When a user agent matches an entry in the whitelist and does not match any entry in the blacklist, then it should be considered as a real user.
If a user agent does not match any entry in both lists or if it passes the whitelist but does not pass the blacklist, it should be considered a bot.
You can download the IAB/ABC International Spiders and Bots list from the IAB website. The list is not free, and you have to pay for it through an annual membership. After getting the membership, you can access the IAB/ABC International Spiders and Bots list, which can help you effectively identify and block bot traffic.
By using these lists and regularly updating them, you can efficiently manage the bots accessing your site and ensure that only genuine users are interacting with your content. This can ultimately help improve ad performance and revenue.
Improve Your Paid Traffic
Many publishers acquire traffic through content recommendation services. Obviously, if your content is recommended on sites full of bots, then the acquired traffic will have bots. Therefore you need to ensure that your traffic source has great quality.
To ensure high-quality traffic, adopt the following best practices for traffic acquisition:
- Block spammy websites to avoid low-quality traffic.
- Target websites that have proven to be effective for your campaigns in the past.
- Use keyword targeting carefully, and avoid excessive keyword blocking.

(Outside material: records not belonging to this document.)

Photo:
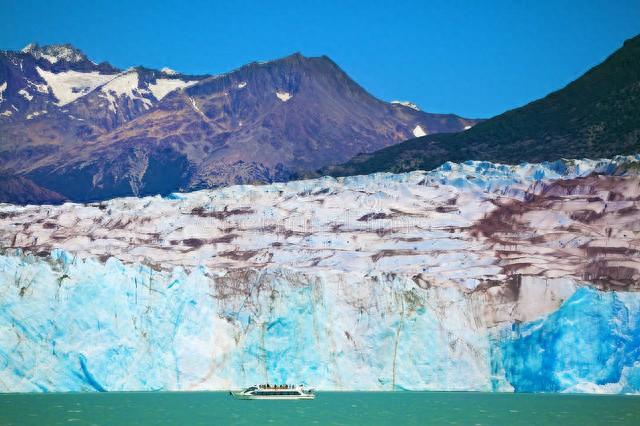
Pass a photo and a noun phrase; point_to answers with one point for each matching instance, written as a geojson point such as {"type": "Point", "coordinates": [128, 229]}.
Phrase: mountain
{"type": "Point", "coordinates": [474, 276]}
{"type": "Point", "coordinates": [89, 131]}
{"type": "Point", "coordinates": [597, 115]}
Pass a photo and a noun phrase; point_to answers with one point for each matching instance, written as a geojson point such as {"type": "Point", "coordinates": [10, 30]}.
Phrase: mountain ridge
{"type": "Point", "coordinates": [113, 132]}
{"type": "Point", "coordinates": [594, 116]}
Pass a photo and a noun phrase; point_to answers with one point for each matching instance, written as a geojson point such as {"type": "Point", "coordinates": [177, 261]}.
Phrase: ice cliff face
{"type": "Point", "coordinates": [474, 276]}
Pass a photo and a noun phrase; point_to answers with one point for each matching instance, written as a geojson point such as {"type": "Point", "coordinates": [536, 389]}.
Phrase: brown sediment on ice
{"type": "Point", "coordinates": [587, 228]}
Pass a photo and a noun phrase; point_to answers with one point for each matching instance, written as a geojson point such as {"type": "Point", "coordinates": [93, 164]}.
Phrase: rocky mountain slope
{"type": "Point", "coordinates": [86, 131]}
{"type": "Point", "coordinates": [597, 115]}
{"type": "Point", "coordinates": [474, 276]}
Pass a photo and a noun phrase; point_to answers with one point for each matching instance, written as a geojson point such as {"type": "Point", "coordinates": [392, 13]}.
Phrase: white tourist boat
{"type": "Point", "coordinates": [275, 392]}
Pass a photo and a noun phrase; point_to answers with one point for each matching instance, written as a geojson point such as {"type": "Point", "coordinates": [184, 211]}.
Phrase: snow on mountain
{"type": "Point", "coordinates": [283, 96]}
{"type": "Point", "coordinates": [407, 104]}
{"type": "Point", "coordinates": [163, 86]}
{"type": "Point", "coordinates": [451, 279]}
{"type": "Point", "coordinates": [55, 52]}
{"type": "Point", "coordinates": [67, 86]}
{"type": "Point", "coordinates": [169, 71]}
{"type": "Point", "coordinates": [418, 131]}
{"type": "Point", "coordinates": [124, 85]}
{"type": "Point", "coordinates": [3, 87]}
{"type": "Point", "coordinates": [237, 134]}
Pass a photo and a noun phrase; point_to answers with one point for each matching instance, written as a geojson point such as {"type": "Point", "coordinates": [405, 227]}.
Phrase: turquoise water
{"type": "Point", "coordinates": [329, 408]}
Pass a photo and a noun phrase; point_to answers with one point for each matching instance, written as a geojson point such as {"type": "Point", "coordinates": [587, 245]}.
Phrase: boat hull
{"type": "Point", "coordinates": [239, 395]}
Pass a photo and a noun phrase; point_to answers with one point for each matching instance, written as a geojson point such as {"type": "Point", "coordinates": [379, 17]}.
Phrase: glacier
{"type": "Point", "coordinates": [377, 282]}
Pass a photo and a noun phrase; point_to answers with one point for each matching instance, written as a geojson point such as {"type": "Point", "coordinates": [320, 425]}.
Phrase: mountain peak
{"type": "Point", "coordinates": [55, 52]}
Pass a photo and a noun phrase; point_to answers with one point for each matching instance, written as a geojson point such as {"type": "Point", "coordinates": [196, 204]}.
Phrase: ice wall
{"type": "Point", "coordinates": [474, 276]}
{"type": "Point", "coordinates": [70, 324]}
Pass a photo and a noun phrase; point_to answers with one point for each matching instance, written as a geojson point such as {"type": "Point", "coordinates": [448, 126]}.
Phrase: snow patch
{"type": "Point", "coordinates": [55, 52]}
{"type": "Point", "coordinates": [35, 114]}
{"type": "Point", "coordinates": [124, 85]}
{"type": "Point", "coordinates": [68, 86]}
{"type": "Point", "coordinates": [283, 96]}
{"type": "Point", "coordinates": [163, 86]}
{"type": "Point", "coordinates": [169, 71]}
{"type": "Point", "coordinates": [407, 104]}
{"type": "Point", "coordinates": [25, 94]}
{"type": "Point", "coordinates": [418, 131]}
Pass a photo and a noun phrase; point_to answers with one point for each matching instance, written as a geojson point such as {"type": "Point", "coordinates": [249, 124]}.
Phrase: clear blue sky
{"type": "Point", "coordinates": [474, 58]}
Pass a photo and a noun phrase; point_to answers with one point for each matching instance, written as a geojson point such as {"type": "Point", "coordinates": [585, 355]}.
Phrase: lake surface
{"type": "Point", "coordinates": [329, 408]}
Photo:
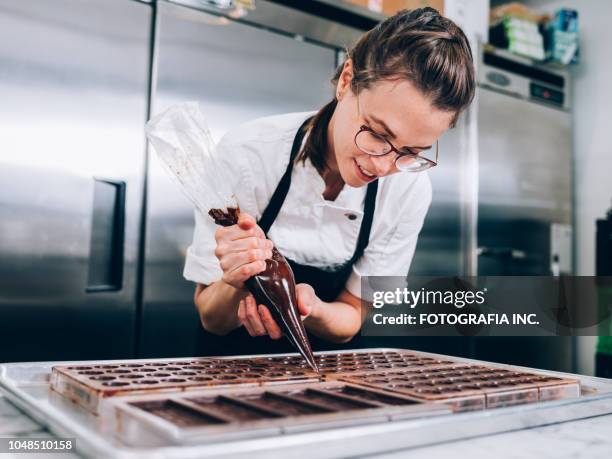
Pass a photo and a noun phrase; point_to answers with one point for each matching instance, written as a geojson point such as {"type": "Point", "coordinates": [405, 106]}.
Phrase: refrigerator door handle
{"type": "Point", "coordinates": [106, 250]}
{"type": "Point", "coordinates": [501, 252]}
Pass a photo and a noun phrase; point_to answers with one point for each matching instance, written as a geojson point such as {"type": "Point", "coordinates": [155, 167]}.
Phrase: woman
{"type": "Point", "coordinates": [342, 192]}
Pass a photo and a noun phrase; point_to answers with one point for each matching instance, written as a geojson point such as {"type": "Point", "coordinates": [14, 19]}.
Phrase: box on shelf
{"type": "Point", "coordinates": [393, 6]}
{"type": "Point", "coordinates": [372, 5]}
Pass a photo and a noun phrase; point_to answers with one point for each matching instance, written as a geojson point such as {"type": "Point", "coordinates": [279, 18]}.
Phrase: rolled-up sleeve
{"type": "Point", "coordinates": [390, 253]}
{"type": "Point", "coordinates": [201, 264]}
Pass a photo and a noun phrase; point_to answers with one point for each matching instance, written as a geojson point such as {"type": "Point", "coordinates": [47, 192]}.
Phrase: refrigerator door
{"type": "Point", "coordinates": [525, 157]}
{"type": "Point", "coordinates": [73, 86]}
{"type": "Point", "coordinates": [525, 185]}
{"type": "Point", "coordinates": [236, 72]}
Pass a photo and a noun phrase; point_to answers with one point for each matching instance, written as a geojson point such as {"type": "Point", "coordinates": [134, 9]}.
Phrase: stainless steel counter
{"type": "Point", "coordinates": [535, 429]}
{"type": "Point", "coordinates": [588, 438]}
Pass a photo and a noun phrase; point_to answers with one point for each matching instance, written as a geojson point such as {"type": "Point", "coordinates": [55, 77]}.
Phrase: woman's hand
{"type": "Point", "coordinates": [242, 250]}
{"type": "Point", "coordinates": [258, 320]}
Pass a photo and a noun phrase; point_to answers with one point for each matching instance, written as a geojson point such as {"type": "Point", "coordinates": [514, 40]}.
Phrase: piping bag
{"type": "Point", "coordinates": [185, 147]}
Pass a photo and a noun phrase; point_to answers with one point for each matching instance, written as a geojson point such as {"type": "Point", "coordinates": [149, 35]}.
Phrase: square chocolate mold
{"type": "Point", "coordinates": [471, 387]}
{"type": "Point", "coordinates": [88, 384]}
{"type": "Point", "coordinates": [440, 380]}
{"type": "Point", "coordinates": [216, 415]}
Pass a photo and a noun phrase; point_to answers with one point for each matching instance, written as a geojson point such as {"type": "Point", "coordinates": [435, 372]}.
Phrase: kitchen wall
{"type": "Point", "coordinates": [592, 144]}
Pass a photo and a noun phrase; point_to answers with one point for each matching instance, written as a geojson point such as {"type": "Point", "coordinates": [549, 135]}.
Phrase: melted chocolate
{"type": "Point", "coordinates": [275, 288]}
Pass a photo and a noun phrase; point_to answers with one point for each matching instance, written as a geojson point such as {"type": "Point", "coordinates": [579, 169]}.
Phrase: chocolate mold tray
{"type": "Point", "coordinates": [88, 384]}
{"type": "Point", "coordinates": [471, 387]}
{"type": "Point", "coordinates": [238, 413]}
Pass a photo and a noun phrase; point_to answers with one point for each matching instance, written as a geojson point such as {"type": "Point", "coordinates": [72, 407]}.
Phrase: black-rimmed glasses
{"type": "Point", "coordinates": [374, 144]}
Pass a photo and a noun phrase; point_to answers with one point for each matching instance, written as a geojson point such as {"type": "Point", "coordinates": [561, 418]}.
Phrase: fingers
{"type": "Point", "coordinates": [243, 318]}
{"type": "Point", "coordinates": [247, 222]}
{"type": "Point", "coordinates": [242, 250]}
{"type": "Point", "coordinates": [271, 326]}
{"type": "Point", "coordinates": [257, 320]}
{"type": "Point", "coordinates": [307, 299]}
{"type": "Point", "coordinates": [247, 243]}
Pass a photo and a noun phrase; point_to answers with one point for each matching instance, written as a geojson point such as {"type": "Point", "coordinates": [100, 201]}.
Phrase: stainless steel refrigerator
{"type": "Point", "coordinates": [74, 78]}
{"type": "Point", "coordinates": [524, 225]}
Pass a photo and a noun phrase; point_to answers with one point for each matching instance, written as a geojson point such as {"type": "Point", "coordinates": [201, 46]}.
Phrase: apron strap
{"type": "Point", "coordinates": [366, 223]}
{"type": "Point", "coordinates": [279, 195]}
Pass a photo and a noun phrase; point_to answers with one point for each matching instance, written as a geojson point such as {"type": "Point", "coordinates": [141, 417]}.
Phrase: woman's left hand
{"type": "Point", "coordinates": [258, 320]}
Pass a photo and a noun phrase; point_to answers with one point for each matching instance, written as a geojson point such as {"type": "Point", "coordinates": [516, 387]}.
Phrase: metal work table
{"type": "Point", "coordinates": [584, 438]}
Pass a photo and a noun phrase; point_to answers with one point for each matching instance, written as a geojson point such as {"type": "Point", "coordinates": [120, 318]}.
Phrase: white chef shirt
{"type": "Point", "coordinates": [308, 229]}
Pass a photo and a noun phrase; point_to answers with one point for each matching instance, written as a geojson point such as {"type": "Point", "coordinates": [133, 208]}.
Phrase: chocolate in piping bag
{"type": "Point", "coordinates": [186, 149]}
{"type": "Point", "coordinates": [275, 288]}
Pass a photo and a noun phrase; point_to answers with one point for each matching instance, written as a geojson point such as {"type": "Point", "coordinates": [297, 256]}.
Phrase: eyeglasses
{"type": "Point", "coordinates": [374, 144]}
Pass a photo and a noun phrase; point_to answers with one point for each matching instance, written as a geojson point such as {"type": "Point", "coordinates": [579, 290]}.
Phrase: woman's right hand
{"type": "Point", "coordinates": [242, 250]}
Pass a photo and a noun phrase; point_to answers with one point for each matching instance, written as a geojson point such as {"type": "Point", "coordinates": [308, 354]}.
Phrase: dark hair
{"type": "Point", "coordinates": [420, 46]}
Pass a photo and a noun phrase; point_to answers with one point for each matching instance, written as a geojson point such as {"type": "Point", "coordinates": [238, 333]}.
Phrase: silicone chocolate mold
{"type": "Point", "coordinates": [215, 415]}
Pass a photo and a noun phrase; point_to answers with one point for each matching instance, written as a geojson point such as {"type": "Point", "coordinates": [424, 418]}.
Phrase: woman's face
{"type": "Point", "coordinates": [395, 110]}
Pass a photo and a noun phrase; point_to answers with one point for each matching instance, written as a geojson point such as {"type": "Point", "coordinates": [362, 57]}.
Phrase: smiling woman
{"type": "Point", "coordinates": [325, 188]}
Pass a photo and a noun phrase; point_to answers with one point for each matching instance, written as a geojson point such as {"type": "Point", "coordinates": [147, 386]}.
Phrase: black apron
{"type": "Point", "coordinates": [328, 283]}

- Continuously refine your strategies based on new data and insights.
- Find the optimal balance between CPC and CTR that keeps your campaign within budget while driving traffic from high-quality sites.

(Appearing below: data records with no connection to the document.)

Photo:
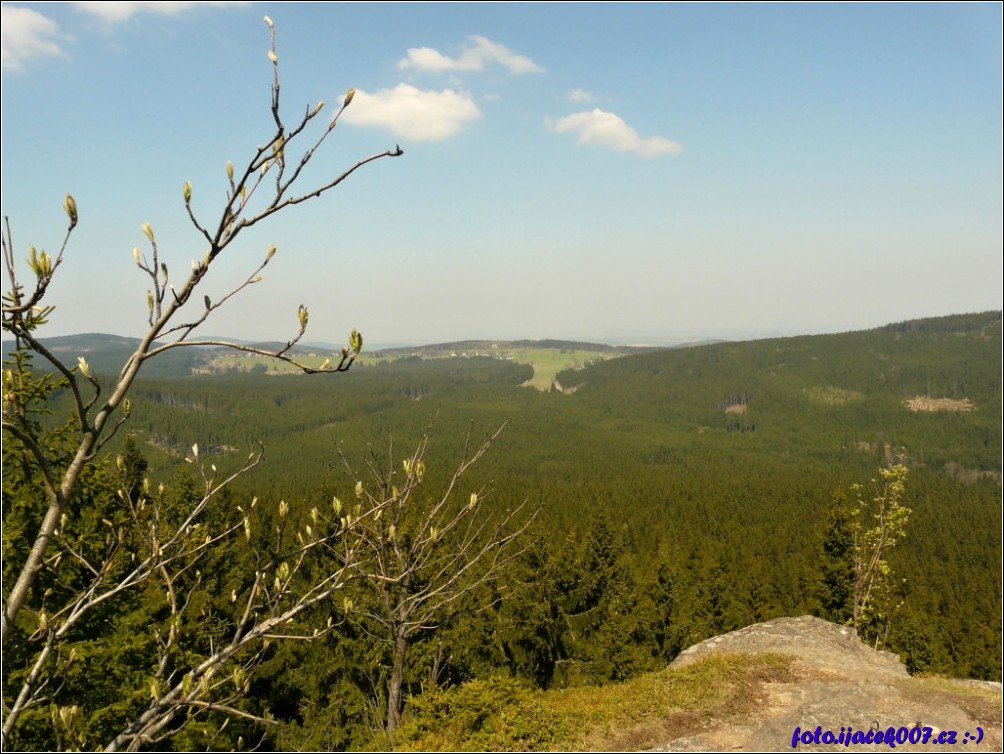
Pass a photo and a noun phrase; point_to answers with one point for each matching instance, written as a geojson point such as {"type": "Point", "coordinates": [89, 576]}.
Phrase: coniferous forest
{"type": "Point", "coordinates": [655, 499]}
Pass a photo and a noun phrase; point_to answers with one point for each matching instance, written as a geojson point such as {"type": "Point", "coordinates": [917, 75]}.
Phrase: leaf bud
{"type": "Point", "coordinates": [69, 204]}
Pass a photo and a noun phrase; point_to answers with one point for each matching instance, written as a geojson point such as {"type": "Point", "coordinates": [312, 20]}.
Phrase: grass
{"type": "Point", "coordinates": [506, 715]}
{"type": "Point", "coordinates": [546, 362]}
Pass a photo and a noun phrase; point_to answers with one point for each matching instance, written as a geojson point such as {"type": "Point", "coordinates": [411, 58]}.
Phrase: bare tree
{"type": "Point", "coordinates": [424, 550]}
{"type": "Point", "coordinates": [144, 546]}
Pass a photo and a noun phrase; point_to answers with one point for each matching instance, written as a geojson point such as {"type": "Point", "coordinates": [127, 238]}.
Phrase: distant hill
{"type": "Point", "coordinates": [435, 350]}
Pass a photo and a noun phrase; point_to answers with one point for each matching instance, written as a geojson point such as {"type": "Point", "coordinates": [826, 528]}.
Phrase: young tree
{"type": "Point", "coordinates": [855, 579]}
{"type": "Point", "coordinates": [424, 552]}
{"type": "Point", "coordinates": [136, 541]}
{"type": "Point", "coordinates": [873, 598]}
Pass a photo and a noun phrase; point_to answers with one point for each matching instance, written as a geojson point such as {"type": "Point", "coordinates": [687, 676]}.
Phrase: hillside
{"type": "Point", "coordinates": [749, 690]}
{"type": "Point", "coordinates": [680, 495]}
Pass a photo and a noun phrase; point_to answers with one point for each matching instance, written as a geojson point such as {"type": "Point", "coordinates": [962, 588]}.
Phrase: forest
{"type": "Point", "coordinates": [659, 499]}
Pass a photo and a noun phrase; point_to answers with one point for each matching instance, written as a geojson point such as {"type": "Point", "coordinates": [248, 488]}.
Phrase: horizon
{"type": "Point", "coordinates": [676, 173]}
{"type": "Point", "coordinates": [621, 341]}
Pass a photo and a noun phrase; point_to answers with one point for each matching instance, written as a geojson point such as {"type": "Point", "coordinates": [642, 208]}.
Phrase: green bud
{"type": "Point", "coordinates": [70, 206]}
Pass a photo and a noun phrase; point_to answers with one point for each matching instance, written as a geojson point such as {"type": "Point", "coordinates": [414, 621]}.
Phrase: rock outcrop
{"type": "Point", "coordinates": [841, 684]}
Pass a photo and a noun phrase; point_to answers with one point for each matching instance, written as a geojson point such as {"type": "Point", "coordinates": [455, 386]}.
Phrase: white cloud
{"type": "Point", "coordinates": [25, 34]}
{"type": "Point", "coordinates": [414, 113]}
{"type": "Point", "coordinates": [474, 57]}
{"type": "Point", "coordinates": [111, 11]}
{"type": "Point", "coordinates": [608, 130]}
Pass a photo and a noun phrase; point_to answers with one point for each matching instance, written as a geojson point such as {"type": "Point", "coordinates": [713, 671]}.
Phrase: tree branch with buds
{"type": "Point", "coordinates": [144, 546]}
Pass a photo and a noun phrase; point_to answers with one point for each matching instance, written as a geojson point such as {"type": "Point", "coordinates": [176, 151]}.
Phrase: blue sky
{"type": "Point", "coordinates": [649, 173]}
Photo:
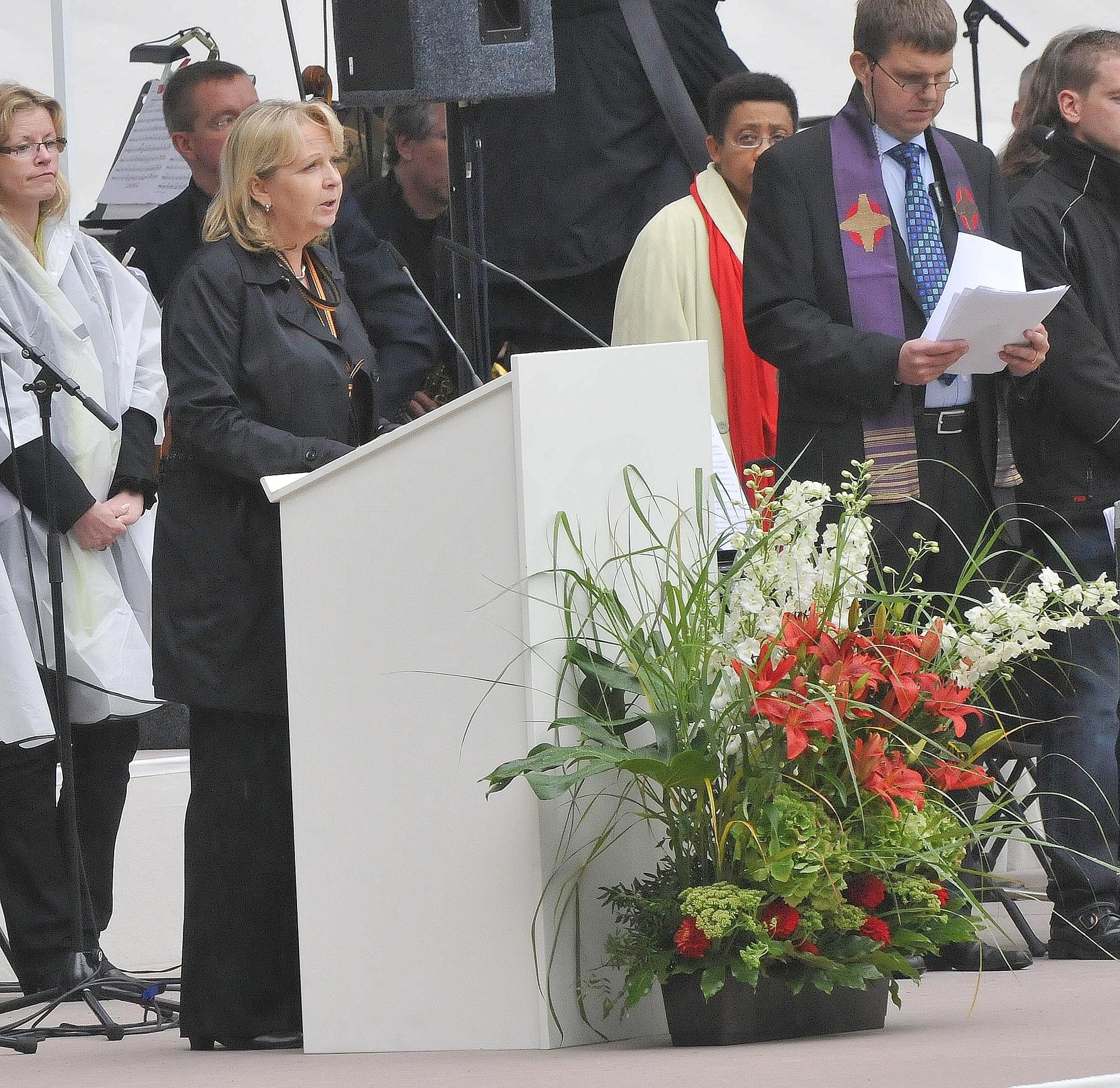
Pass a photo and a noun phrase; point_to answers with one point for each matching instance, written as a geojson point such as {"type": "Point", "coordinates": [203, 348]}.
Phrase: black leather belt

Conclusion: Tackling Bot Traffic Effectively
For any publisher, effectively managing bot traffic is crucial to maintaining the integrity of your website, user experience, and advertising partnerships.
By understanding the differences between harmful and beneficial bots, detecting bot traffic using tools like Google Analytics, and implementing various techniques such as using a bot management solution, Web Application Firewall, reCAPTCHA, WordPress plugins, or IAB bot lists, you can minimize the impact of invalid bot traffic on your site.
Moreover, it’s essential to continually monitor your website’s performance, adjust your strategies to tackle emerging bot threats, and maintain a healthy online presence. By taking a proactive approach to identifying and blocking invalid bots, you can protect your site from the negative effects of bot traffic, improve your analytics data, and ensure a smooth and enjoyable user experience for your human visitors.
1. What is Bot Traffic?
Bot traffic refers to non-human visitors to a website generated by automated programs or scripts called bots. These bots can perform various tasks, such as crawling websites for search engines or monitoring site performance.
2. How to Identify Bot Traffic?
Bot traffic can be identified through analytics tools like Google Analytics by observing unusual spikes in traffic, abnormal bounce rates, or a high percentage of visits with very short session durations. Additionally, you can check server logs for suspicious IP addresses or user agents.
3. How to Block Bot Traffic?
To block bot traffic, you can use methods like updating your website’s .htaccess file, implementing a Web Application Firewall (WAF), using bot management solutions, or employing plugins for content management systems like WordPress. It’s essential to distinguish between good and bad bots to avoid blocking helpful bots like search engine crawlers.
4. What is the Impact of Bot Traffic on Ad Revenue?
Bot traffic can negatively impact ad revenue, as it inflates the number of ad impressions without generating genuine user engagement. This can lead to lower ad performance, decreased click-through rates, and potential penalties from ad networks, ultimately reducing ad revenue.